I have been feeling a little out of sorts lately, having strange dark dreams (again!) and waking up tired. There has been a recurrence of the surfing/big wave dreams and I am feeling as though I have really had enough of this particular phase of the journey. But my doctorate requires me to finish the images and the thesis so I remain submerged for the time being.


As it tends to do, the unconscious answered with another image. It was an epic dream of a journey, from a ‘wilderness’, almost desert or sand dune landscape to a more ‘civilised’ one, from dirt tracks that turned into bitumen roads - too steep and wet to walk down normally, so I slid down them in a sitting position. My little dog accompanied me for part of the way. I had taken things with me, some notes on paper, but was leaving them behind the further I went. I was having to retrace my steps sometimes to find these things but then realised I didn’t really need them any more.


Somewhere in the dream, the ‘third person’ uttered the phrase ‘monte verde’ very loudly and distinctly. When I awoke I translated it myself as ‘green mountain’ though I still didn’t know what the significance was.


Then I was back in the water looking towards shore, a metal handle was floating just under the surface and my vision was such that I was seeing above the water but also below it quite clearly at the same time. There were other people in the water too. Looking upwards towards shore I saw the ‘regal’ figure of a man who obviously commanded respect. I waited in the water to be washed up on the beach.


After the dream I went in search of the ‘green mountain’ and remembered Henri Corbin talking about the Green Island in relation to the Shi’ite tradition of Islam. I had relegated the majority of this document about the Mundus Imaginalis to the ‘later’ folder (within which there are numerous papers I want to write up when I have finished this period of study) but decided to take another look.


Just an aside: the difficulty in doing research is that you discover so many interesting things but in academic research, you have to make sure you stay within certain theoretical frameworks. As you can imagine, there are just so many theories out there and to follow an argument through it has to be coherent. As a theorist yourself you can’t go flipping from one model to another, even though, in truth, this is exactly what I do because it is natural, and I believe, manifests a wholistic view of existence.


Anyway, Corbin is (among other things) an interpreter of ancient Persian and Arabic texts and it is difficult to really grasp that his work belongs within the Western esoteric tradition. In this case Corbin is discussing the ‘visionary tales’ of ‘spiritual initiation’ composed by a young twelfth century writer called Sohravardi.

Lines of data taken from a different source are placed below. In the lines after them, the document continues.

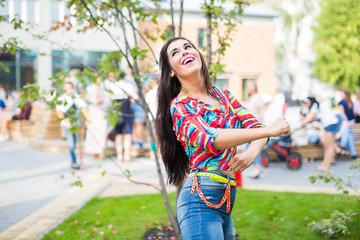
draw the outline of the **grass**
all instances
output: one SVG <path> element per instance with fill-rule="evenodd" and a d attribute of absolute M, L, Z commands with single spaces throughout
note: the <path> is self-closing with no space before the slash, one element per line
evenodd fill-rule
<path fill-rule="evenodd" d="M 175 194 L 170 194 L 175 203 Z M 175 204 L 173 204 L 175 205 Z M 324 239 L 307 225 L 335 211 L 360 211 L 354 199 L 332 194 L 280 193 L 239 189 L 232 217 L 236 232 L 246 239 Z M 170 222 L 160 194 L 94 198 L 43 239 L 143 239 L 150 228 Z M 350 223 L 360 239 L 360 216 Z"/>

I won’t go into detail about the lengthy journey, suffice to say that it begins in the desert and ends on the Green Island, after which the initiate returns to his ‘normal life’. On this island ‘a mountain rises in the center….like Mont-Salvat, the inviolable Green Island’ which Corbin says is the place where ‘followers approach the mystical pole of the world, the Hidden Imam…’

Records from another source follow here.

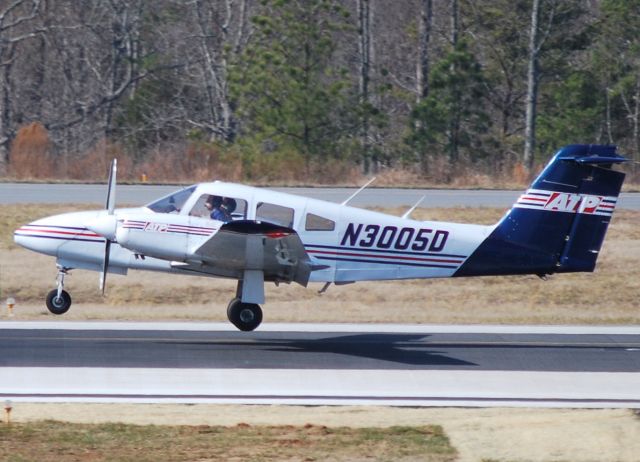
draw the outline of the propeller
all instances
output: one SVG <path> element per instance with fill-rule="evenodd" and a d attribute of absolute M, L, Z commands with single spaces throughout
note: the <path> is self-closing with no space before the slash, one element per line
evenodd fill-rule
<path fill-rule="evenodd" d="M 109 270 L 109 255 L 111 253 L 111 241 L 115 239 L 116 235 L 116 217 L 114 215 L 114 208 L 116 203 L 116 173 L 118 171 L 118 160 L 113 159 L 111 161 L 111 168 L 109 170 L 109 182 L 107 185 L 107 203 L 105 209 L 106 215 L 93 220 L 87 224 L 87 228 L 105 238 L 104 243 L 104 258 L 102 260 L 102 273 L 100 274 L 100 290 L 104 295 L 104 290 L 107 283 L 107 272 Z"/>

From my understanding this is yet another tale of a journey to the Self, in this case ‘the twelfth man’, the ‘Hidden Imam’. The implication in the tale, and one that struck me quite markedly when I awoke, is that although there is a convoluted journey, one is already there, though there are ‘papers’ and study, these things are ultimately irrelavent. Imam then is the ‘ekstasis itself’ in this case of Islamic consciousness, and ‘one who is not in the same spiritual state cannot see him’ (the Imam).


Western psychologists might interpret my dream quite differently, the male nobleman as an animus/father figure and so on, but as always I trust the images, their context and the way in which they present within my own psyche. I didn’t meet the Imam, but maybe now have some confirmation that he exists. I haven’t been to the ‘green island’ either - but it is reassuring to think that it may be floating around somewhere in the 'white sea' of my imaginal consciousness.


Image: A small old oil painting of mine called A Land Unknown.